As a clinical-stage biopharmaceutical company, Precigen faces several risks and challenges, including:

1. Regulatory approval and commercialization risks: The company's ability to obtain regulatory approvals for its product candidates and successfully commercialize them.
2. Clinical development risks: The inherent risks associated with the research and development of novel gene and cell therapies, including the potential for adverse events and the ability to demonstrate safety and efficacy in clinical trials.
3. Manufacturing and supply chain risks: Challenges in scaling up manufacturing capabilities and maintaining a reliable supply chain to support the commercialization of its products.

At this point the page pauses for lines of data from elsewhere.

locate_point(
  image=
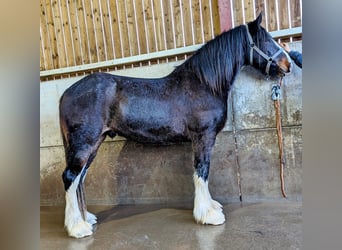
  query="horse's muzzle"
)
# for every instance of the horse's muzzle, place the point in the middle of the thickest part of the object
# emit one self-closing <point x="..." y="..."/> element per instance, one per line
<point x="285" y="66"/>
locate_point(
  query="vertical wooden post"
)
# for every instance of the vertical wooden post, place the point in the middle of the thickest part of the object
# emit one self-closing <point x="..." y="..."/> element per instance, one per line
<point x="225" y="15"/>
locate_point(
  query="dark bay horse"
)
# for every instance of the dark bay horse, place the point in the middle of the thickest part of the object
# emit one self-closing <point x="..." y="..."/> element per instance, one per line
<point x="190" y="104"/>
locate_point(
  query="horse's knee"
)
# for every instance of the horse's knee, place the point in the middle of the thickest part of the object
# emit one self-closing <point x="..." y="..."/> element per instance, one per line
<point x="68" y="176"/>
<point x="75" y="165"/>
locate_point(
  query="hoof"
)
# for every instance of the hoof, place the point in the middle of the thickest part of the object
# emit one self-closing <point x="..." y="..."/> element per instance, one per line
<point x="80" y="230"/>
<point x="212" y="214"/>
<point x="91" y="218"/>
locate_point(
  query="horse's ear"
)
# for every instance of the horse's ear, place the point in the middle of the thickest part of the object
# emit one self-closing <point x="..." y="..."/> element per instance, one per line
<point x="258" y="20"/>
<point x="255" y="25"/>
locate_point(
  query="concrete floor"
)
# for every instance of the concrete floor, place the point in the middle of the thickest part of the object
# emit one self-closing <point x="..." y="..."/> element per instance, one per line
<point x="267" y="225"/>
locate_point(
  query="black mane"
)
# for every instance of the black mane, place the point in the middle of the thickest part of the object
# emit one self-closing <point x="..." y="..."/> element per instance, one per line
<point x="218" y="61"/>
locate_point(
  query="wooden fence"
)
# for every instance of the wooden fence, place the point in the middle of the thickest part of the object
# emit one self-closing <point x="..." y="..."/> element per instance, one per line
<point x="79" y="35"/>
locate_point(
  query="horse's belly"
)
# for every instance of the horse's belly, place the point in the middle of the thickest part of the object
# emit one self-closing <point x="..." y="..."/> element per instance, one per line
<point x="153" y="134"/>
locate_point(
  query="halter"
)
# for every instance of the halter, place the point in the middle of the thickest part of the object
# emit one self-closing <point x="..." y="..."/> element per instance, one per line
<point x="269" y="59"/>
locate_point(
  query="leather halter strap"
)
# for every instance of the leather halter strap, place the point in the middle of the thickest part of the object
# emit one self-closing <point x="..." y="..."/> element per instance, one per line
<point x="269" y="59"/>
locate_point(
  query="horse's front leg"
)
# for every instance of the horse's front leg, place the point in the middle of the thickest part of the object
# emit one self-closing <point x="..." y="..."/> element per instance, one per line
<point x="206" y="210"/>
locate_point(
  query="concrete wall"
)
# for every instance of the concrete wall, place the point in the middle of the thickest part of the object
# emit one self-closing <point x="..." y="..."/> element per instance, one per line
<point x="126" y="172"/>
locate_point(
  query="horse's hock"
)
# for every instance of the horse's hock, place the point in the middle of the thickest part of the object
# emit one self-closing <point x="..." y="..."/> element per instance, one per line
<point x="245" y="159"/>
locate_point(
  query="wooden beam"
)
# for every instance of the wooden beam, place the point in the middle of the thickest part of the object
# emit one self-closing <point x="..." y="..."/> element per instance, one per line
<point x="225" y="15"/>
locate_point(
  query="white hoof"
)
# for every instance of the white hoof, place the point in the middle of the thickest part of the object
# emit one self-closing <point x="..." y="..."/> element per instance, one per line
<point x="91" y="218"/>
<point x="80" y="230"/>
<point x="210" y="215"/>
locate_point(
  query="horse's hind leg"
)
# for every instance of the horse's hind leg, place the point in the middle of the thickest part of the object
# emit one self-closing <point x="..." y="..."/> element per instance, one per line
<point x="79" y="154"/>
<point x="87" y="216"/>
<point x="206" y="210"/>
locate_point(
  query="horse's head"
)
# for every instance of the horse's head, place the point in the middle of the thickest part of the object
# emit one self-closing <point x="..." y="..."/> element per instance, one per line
<point x="264" y="53"/>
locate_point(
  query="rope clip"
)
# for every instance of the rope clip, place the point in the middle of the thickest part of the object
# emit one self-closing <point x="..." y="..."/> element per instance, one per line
<point x="276" y="92"/>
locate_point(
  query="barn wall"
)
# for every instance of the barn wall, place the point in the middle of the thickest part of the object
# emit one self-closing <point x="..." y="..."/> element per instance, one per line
<point x="126" y="172"/>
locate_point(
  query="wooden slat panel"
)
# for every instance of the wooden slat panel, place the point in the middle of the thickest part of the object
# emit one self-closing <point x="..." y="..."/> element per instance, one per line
<point x="68" y="39"/>
<point x="178" y="23"/>
<point x="123" y="28"/>
<point x="100" y="41"/>
<point x="249" y="11"/>
<point x="77" y="32"/>
<point x="73" y="22"/>
<point x="260" y="7"/>
<point x="238" y="17"/>
<point x="141" y="27"/>
<point x="116" y="29"/>
<point x="160" y="36"/>
<point x="52" y="34"/>
<point x="107" y="32"/>
<point x="57" y="20"/>
<point x="168" y="21"/>
<point x="196" y="17"/>
<point x="207" y="25"/>
<point x="295" y="13"/>
<point x="131" y="27"/>
<point x="87" y="8"/>
<point x="46" y="45"/>
<point x="187" y="22"/>
<point x="216" y="17"/>
<point x="83" y="33"/>
<point x="149" y="26"/>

4. Competition and market acceptance risks: Competition from other therapies and the ability to gain market acceptance for Precigen's innovative treatments.

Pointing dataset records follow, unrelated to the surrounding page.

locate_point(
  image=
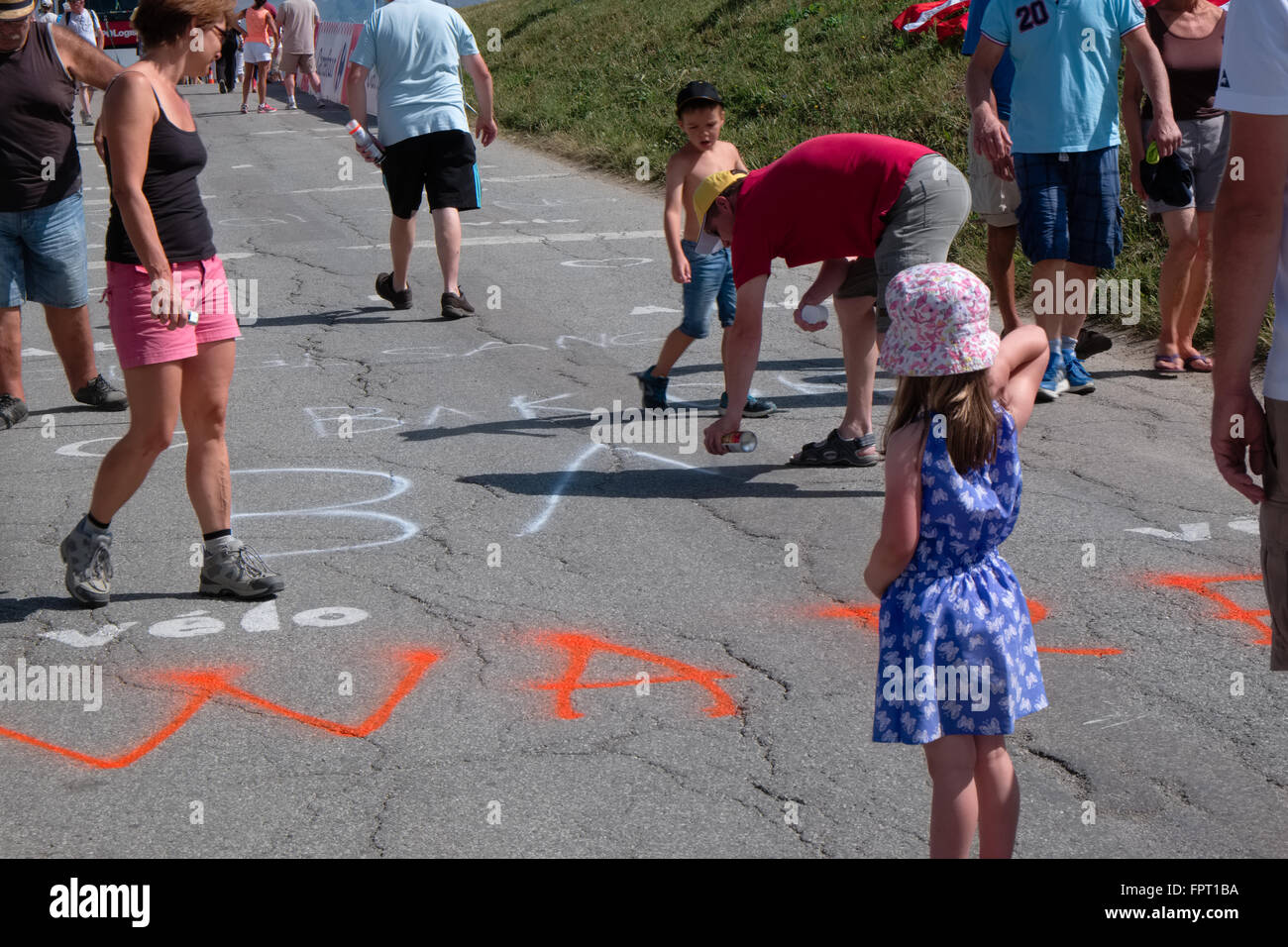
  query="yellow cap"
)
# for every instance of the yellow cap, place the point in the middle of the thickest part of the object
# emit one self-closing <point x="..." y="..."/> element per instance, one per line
<point x="711" y="188"/>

5. Financing and capital requirements: The need to secure additional funding to support the company's ongoing operations and future growth.

Conclusion

Precigen is at the forefront of advancing the next generation of gene and cell therapies, leveraging its proprietary technology platforms to develop a robust pipeline of therapies targeting urgent and intractable diseases. With pivotal data readouts and a potential BLA submission for its lead asset PRGN-2012 on the horizon, as well as continued progress across its clinical programs, Precigen is poised for a transformative year in 2024 as it transitions from a clinical-stage to a commercial-stage biopharmaceutical company. The company's innovative approach and commitment to improving patient outcomes position it well to create long-term value for shareholders.